Il faut reconnaitre que son whisky est fameux. Pendant que nous buvons, le violon continue à jouer. Elle nous explique que son mari fait une carrière internationale et il joue pratiquement tout le temps. Ils voulaient déménager pour aller habiter dans une maison isolée mais, contre toute attente, un collectif de l’immeuble a envoyé une délégation avec une pétition demandant qu’ils y restent car ils voulaient continuer à l’entendre jouer pendant ses séjours à Paris. Donc, ils sont toujours dans cet appartement, ce qui permet à Estelle d’être proche de son boulot à la rédaction du journal. Nous apprenons que son vrai nom est Josette Pertelfisse et qu’Estelle Guyaume est son nom de plume. En fait, elle voulait prendre ce prénom mais elle ne pouvait pas se faire appeler Estelle Pertelfisse. De même, dans ses débuts personne ne la prenait au sérieux jusqu’au jour où elle a pris ce nom de plume et une autre apparence plus que parisienne, extravagante, hyper maquillée avec des fringues excentriques. Avant, elle passait pour un bas bleu, après elle devint la coqueluche de la vie artistique parisienne. De pigiste, elle était devenue chroniqueuse pour les plus grands magazines français et étrangers. Une fois que nous savons tout cela, j’attaque un second whisky et les affaires sérieuses. Je lui explique que j’ai besoin de laisser ma valise chez une personne de confiance car elle contient des documents importants et je ne veux pas risquer de les perdre ou de me les faire voler. Cela la surprend un peu mais ça la flatte aussi que je ne connaisse qu’elle comme personne de confiance dans la capitale. Elle accepte donc et me montre son petit bureau où elle me propose de la déposer. Et elle me donne une clé de son appartement au cas où j’aurais besoin de la récupérer en son absence car il ne faut pas compter sur son mari, il n’ouvre jamais la porte même s’il entend la sonnette. Pour moi, c’est idéal, d’autant plus que René, en parfait gentleman, se propose d’aller chercher la valise dans la voiture, ce qui permet à Estelle de mettre cet interlude à profit pour me faire avaler le baiser de la mort[1]. Après le retour de René, nous terminons nos verres.

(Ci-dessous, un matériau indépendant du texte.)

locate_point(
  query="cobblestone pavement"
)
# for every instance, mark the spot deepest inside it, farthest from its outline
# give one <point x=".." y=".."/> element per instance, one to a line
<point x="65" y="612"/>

-          Messieurs, que toute cette histoire reste entre nous, vous êtes les seuls à connaître la vérité sur Dr Josette et Mrs Estelle. Mais en ce qui vous concerne, monsieur le plombier, je commence à penser que, vous aussi, vous avez des activités parallèles…
-          Si je peux me permettre, nous nous tenons par la barbichette, dis-je en lui tendant ma carte professionnelle.
-          Mmmouais, dit-elle avec une moue équivoque avant de nous faire signe de nous barrer.
Nous prenons l’ascenseur et rejoignons notre japonette dans laquelle nous attend une Flèche toujours patiente.
-          Voilà un personnage qui ne manque pas de piquant, me dit René. Toutefois, j’aurais aimé rencontrer son violoniste de mari.ne serait-ce que pour voir son front au Caucase pareil… au caucuse pareil…
-          Bon, c’était une fois en passant et je pense que je n’ai pas l’exclusivité des faveurs extra-conjugales de Madame Poulit’ Cométo !
-          Tu me fais un poulit’ connaud. J’espère qu’on peut lui faire confiance, à ton météorite sinon on va se trouver un peu démuni si la bise vient.
-          C’est tout ce que j’avais en magasin…
-          Changeons de sujet, je propose de faire un tour vers chez ton Latik avant de se pieuter, histoire de voir, comme ça… pour faire plus discret, tu prends ton clebs en laisse et on se promène comme deux pépés qui font pisser Mirza.
-          On verra pas bézef, tu sais car on ne va pas monter dans le chantier avec le chien, réponds-je.
-          No problème, Mister Fortunio, tu te balades avec Médor et moi je fais un saut vite fait au poste d’observation.
-          Si tu veux, allez on fait comme on a dit, conclus-je.




[1] 2 cl de rhum blanc, 2 cl de whisky, 2 cl de tequila, 2 cl de vodka, 2 cl de chartreuse verte, 2cl de cognac, 1 seul glaçon et 2 toasts à la purée de piment.